Jacobson radical - Integral extension

Question

Let $A\subseteq B$ be an integral extension.

Question is to prove that :

Jacobson radical of $A$ is the contraction of Jacobson radical of $B$.

Let $a\in J(B)\cap A$ and $y\in A$. To prove that $1+ay$ is a unit in $A$.

As $a\in J(B)$ and $y\in A\subseteq B$, $1+ay$ is a unit in $B$. As $a\in A,y\in A$, we have $1+ay\in A$.

$1+ay\in A$ is a unit in $B$. As $A\subseteq B$ is integral, this means that $1+ay$ is a unit in $A$.

Thus, $1+ay$ is a unit in $A$ for all $y\in A$. Thus, $a\in J(A)$. So, $J(B)\cap A\subseteq J(A)$.

It remains to prove that $J(A)\subseteq J(B)\cap A$. I was expecting that for any ring extension $A\subseteq B$, we have $J(A)\subseteq J(B)$. But then, I realized it is not true in general.

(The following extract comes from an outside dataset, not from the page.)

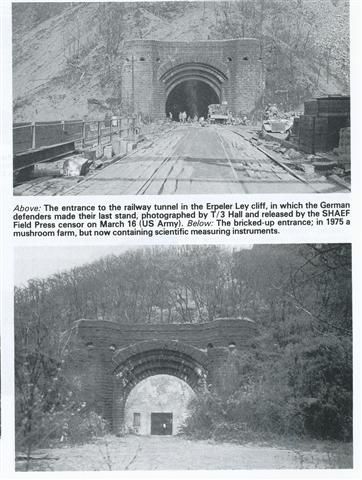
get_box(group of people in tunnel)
[168,111,205,123]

Let $R$ be an integral domain whose Jacobson radical is non zero and $K$ be its field of fractions. Then $R\subseteq K$ is a ring extension and $0\neq J(R)$ where as $J(K)=0$ so, $J(R)\nsubseteq J(K)$.

Let $a\in J(A)$ and I have to prove that $a\in J(B)$ i.e., $1+ay$ is a unit in $B$ for each $y\in B$.

Let $y\in B$. As $B$ is integral over $A$ there exists $a_1,\cdots,a_n\in A$ such that $$y^n+a_1y^{n-1}+\cdots+a_n=0.$$

We know that $1+a_ix$ is a unit in $A$ for every $1\leq i\leq n$. I am not able to use this to conclude that $1+ay$ is a unit in $B$.

Any hint is welcome. Please do not post full answer.

Answer 1

Sorry, I found it easiest to prove without considering elements.

Recall that $$ J(B) = \bigcap_{\mathfrak{m} \trianglelefteq B \ \text{maximal}} \mathfrak{m} \, . $$

We can prove the claim using two basic results about integral extensions. I refer to their numbers in Atiyah-MacDonald.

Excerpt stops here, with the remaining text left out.